Most REITs are traded on the stock exchange, making it possible to buy or sell them at any time. The income produced by the underlying properties is passed along to shareholders in quarterly distributions. It is important to note, however, that, unlike a mutual fund containing stocks, these distributions are often taxed as ordinary income rather than qualified dividends, which can have a significant impact especially during your high-earning years. Be sure to consult with an advisor to make sure any potential REIT investments are in line with your long-term goals.
Also, be cautious of non-traded REITs, which are popular with brokerage firm advisors because of their high commissions.

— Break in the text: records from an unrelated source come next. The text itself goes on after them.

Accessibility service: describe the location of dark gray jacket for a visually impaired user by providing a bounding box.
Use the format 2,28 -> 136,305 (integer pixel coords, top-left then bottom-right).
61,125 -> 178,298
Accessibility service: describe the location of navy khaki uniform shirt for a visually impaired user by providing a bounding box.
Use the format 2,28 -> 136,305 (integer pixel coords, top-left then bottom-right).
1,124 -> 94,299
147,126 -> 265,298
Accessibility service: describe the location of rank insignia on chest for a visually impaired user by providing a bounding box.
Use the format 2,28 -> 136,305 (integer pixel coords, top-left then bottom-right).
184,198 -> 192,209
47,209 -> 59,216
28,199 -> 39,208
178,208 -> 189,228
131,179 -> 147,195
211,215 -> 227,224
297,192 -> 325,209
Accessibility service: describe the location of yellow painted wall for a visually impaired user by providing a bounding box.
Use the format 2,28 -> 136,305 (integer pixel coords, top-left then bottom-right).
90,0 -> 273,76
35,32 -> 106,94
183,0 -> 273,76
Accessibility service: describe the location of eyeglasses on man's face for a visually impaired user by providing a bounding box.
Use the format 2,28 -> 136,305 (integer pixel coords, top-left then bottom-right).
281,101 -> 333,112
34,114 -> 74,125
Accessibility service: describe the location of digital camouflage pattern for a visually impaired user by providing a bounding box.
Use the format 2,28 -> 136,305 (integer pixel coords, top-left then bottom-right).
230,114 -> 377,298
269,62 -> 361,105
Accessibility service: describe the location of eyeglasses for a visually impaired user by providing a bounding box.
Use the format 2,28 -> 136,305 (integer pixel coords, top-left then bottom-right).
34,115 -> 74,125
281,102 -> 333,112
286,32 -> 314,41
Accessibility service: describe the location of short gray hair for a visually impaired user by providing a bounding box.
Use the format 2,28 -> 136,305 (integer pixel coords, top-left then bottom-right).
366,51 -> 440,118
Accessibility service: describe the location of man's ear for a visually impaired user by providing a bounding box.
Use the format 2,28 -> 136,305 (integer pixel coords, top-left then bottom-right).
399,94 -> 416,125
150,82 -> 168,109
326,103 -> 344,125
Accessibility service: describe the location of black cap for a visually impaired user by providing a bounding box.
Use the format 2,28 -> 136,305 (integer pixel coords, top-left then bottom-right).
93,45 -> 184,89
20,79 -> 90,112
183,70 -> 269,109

Because these funds are often very illiquid and complex, it can be difficult to understand exactly what you’re getting into.
The bottom line
Investing in real estate can offer distinct opportunities and serve as a diversifier when incorporated into a standard stock and bond portfolio. The use of leverage can magnify returns and provide the benefit of “forced savings” as the loan is paid down. However, real estate investments are also accompanied with a unique set of risks, including hidden costs, added responsibilities and difficulty liquidating in unexpected circumstances.
Many investors fail to account for the “sweat equity” they invest in managing and maintaining a property. In addition, an owner may be unaware of how volatile the market is because it is not possible to check the property’s price every day.
REIT funds can provide passive exposure and diversification within commercial real estate, but they lack the tangibility appeal that draws many investors to real estate in the first place. However, you must make sure any investment you make complies with your firm’s requirements and investment restrictions.
A final word of caution
Be aware that real estate investors are often a target for fraudsters through “hard money” lending programs and Ponzi schemes. Be sure to conduct thorough due diligence on any investment presented to you that promises above-market returns. Also, steer clear of any real estate investment seminars with an aggressive sales pitch. If it sounds too good to be true, it probably is.